MASVINGO PROVINCE, ZIMBABWE — They look like birds pecking, grain by grain, along the nation's roadsides. Tattered women and children bend to pick up the smattering of corn blown from passing trucks. The precious grains are about all there is to eat.
Millions across Zimbabwe are on the brink of starvation, largely because of the failure of this year's harvest and the nation's collapsed economy, along with President Robert Mugabe's ban on humanitarian aid during the recent election campaign.
On the road from Harare, the capital, south to Masvingo province, a 3-year-old boy, Slupeth, collects grain with his mother, Esnat, 36, and her sister, Chipo, 26. It takes them half a day to gather a pound of ground corn, or maize, which will make a small dinner.
Half of the boy's hair has fallen out; his skin is scaly and his eyes runny. The two women are gaunt, their cheekbones sharp, their wrists like sticks. The family ran out of corn in April.
"We were told a truck spilled grain today. Without it we would have nothing to eat," said Esnat, who was afraid of being beaten by government supporters if she gave her surname.

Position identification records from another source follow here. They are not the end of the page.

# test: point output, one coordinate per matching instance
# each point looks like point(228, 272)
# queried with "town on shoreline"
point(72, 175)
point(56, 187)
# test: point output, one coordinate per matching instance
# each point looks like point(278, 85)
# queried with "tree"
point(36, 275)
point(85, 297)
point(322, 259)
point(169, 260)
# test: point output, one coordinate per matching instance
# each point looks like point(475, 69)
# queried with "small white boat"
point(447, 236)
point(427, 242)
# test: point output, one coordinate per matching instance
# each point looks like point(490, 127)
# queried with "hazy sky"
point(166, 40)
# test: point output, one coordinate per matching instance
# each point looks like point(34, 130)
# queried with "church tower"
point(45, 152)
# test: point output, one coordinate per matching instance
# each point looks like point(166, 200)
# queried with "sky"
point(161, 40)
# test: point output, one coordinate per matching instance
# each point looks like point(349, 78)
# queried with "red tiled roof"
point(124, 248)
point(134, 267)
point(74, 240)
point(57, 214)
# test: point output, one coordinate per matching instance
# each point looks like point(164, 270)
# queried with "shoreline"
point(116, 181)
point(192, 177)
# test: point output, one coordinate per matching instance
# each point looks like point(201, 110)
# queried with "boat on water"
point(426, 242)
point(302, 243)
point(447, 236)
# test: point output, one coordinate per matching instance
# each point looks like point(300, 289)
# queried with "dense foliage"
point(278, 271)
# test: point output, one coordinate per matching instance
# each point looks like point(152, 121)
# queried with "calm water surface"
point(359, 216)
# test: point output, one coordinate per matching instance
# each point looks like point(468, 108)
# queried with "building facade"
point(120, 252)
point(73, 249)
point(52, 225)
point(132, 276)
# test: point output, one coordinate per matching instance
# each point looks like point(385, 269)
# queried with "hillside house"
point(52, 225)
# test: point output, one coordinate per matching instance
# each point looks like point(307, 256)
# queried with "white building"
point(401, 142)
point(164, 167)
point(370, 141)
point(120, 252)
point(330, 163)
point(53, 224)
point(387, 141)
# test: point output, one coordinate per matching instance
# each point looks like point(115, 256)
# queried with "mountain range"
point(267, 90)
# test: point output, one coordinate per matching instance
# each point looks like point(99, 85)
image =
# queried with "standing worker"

Mugabe recently rescinded his ban on outside aid, but Richard Lee, spokesman for the U.N. World Food Program, said it would take months to get humanitarian distributions back to full speed.
Of the 1.7 million people who needed emergency food this month, only a minority have gotten help, he said. By November, the WFP hopes to be fully operational. About 5 million people, almost half the population, will need food aid by early next year, the time when food shortages usually are worst, Lee predicted.

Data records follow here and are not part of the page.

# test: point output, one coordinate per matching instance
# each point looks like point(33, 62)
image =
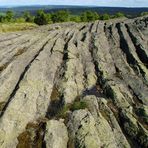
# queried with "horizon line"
point(15, 5)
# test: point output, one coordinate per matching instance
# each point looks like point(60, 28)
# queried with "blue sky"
point(126, 3)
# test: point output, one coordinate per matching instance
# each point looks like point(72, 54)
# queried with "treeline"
point(42, 18)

The head man in one village in the southern province of Masvingo says he has never seen hunger so bad in his 76 years. Most people in rural areas have run out of ground corn, the staple, along with cooking oil, sugar and even salt.
They eat nothing but boiled rape, a leafy vegetable like spinach, and a wild fruit called hacha.

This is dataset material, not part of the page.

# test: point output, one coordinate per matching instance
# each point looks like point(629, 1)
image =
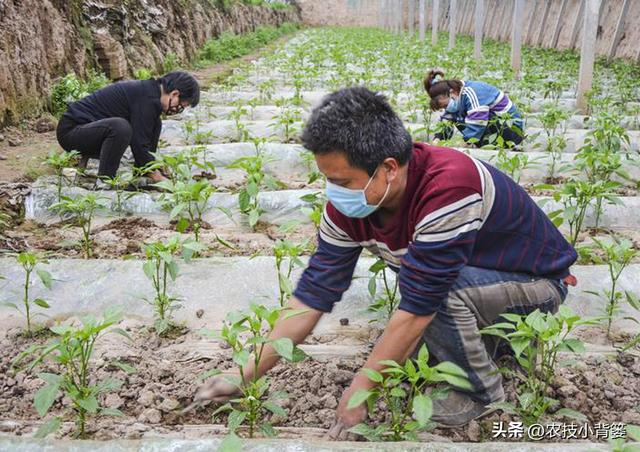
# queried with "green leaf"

Esnat and Chipo used to do odd jobs for a bucket of maize, but now no one has any to spare. Their neighbors are so short of food that there is nobody left to beg from. In between gleanings from the passing trucks, the family lives on hacha.
Hunger in Zimbabwe also has a political element, many here believe. At times of food shortages, the ZANU-PF party, which has ruled for 28 years, has used the Grain Marketing Board, the state-owned monopoly grain distributor, to punish opposition activists at the village level and reward loyalists.